West Michigan educators are taking a collaborative approach to boost third-grade student reading proficiency up to the 80 percent mark in five years.
Superintendents are joining forces in the new Region 3West Michigan K-3 Reading Now Network to glean knowledge from each other in meeting the goal for third-grade students in all demographic groups, and to zero in on intervention strategies for students not up to par. Region 3 is represented by 100 superintendents in 13 counties: Allegan, Barry, Ionia, Kent, Lake, Mason, Mecosta, Montcalm, Muskegon, Newaygo, Oceana, Osceola and Ottawa.
“It’s truly about replicating our strengths,” said Greenville Public Schools Superintendent Pete Haines, a member of the Reading Now Network steering committee.
The goals of the network were recently introduced at the Michigan Association of School Administrators meeting.
“It’s creating a much bigger pool of potential resources,” Haines said.
What is the Need?
The focus on third grade is crucial because research shows children who do not read proficiently in third grade are at a much higher risk of failing to graduate from high school, struggle in other areas of school and end up in jail or on welfare.
“Reading is probably the most important skill in terms of being successful,” said Region 3 President Tom Reeder, Wyoming Public Schools superintendent.
In West Michigan, 67.84 percent of students scored proficient on the reading portion of the MEAP test in the fall of 2012. Statewide, that number was 66.5 percent. The region as a whole has improved from 61.17 percent proficient in 2008-2009.
Reeder said the network aims to look at practices that are working at schools, and see what lower-performing schools can learn from higher-performing ones.
“How do we take the concern around not only third-grade reading, but reading in general and how do we support each other?” he asked.
Peer-to-peer visits, shared knowledge, resources and professional development are great ways to start, he said. Helping each other will hopefully improve test results statewide.

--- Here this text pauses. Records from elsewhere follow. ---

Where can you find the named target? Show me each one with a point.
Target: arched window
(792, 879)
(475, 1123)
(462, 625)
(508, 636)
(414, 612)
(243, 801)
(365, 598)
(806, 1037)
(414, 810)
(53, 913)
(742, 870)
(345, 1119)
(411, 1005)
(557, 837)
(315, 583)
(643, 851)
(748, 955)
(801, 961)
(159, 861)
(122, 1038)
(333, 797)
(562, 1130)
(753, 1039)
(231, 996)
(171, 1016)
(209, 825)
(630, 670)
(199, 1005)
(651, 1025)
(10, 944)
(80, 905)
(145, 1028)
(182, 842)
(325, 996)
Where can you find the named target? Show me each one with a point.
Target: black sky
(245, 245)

“This would open up avenues for more teachers to make connections,” Reeder said.
Districts considered to be “beating the odds” despite an at-risk population can demonstrate how they have achieved good results. Eighteen schools in the region have been recognized as “Reward” schools for narrowing the gap between the lowest and highest performing students.
Haines said commitment from schools will require collaborating, cooperating and not competing.
In his own district, two lower performing elementary schools collaborated with higher performing ones to model successful efforts. All schools saw improvement by sharing strategies, he said.
Other goals include assisting parents in helping their children read, including non-English speaking or non-reading parents.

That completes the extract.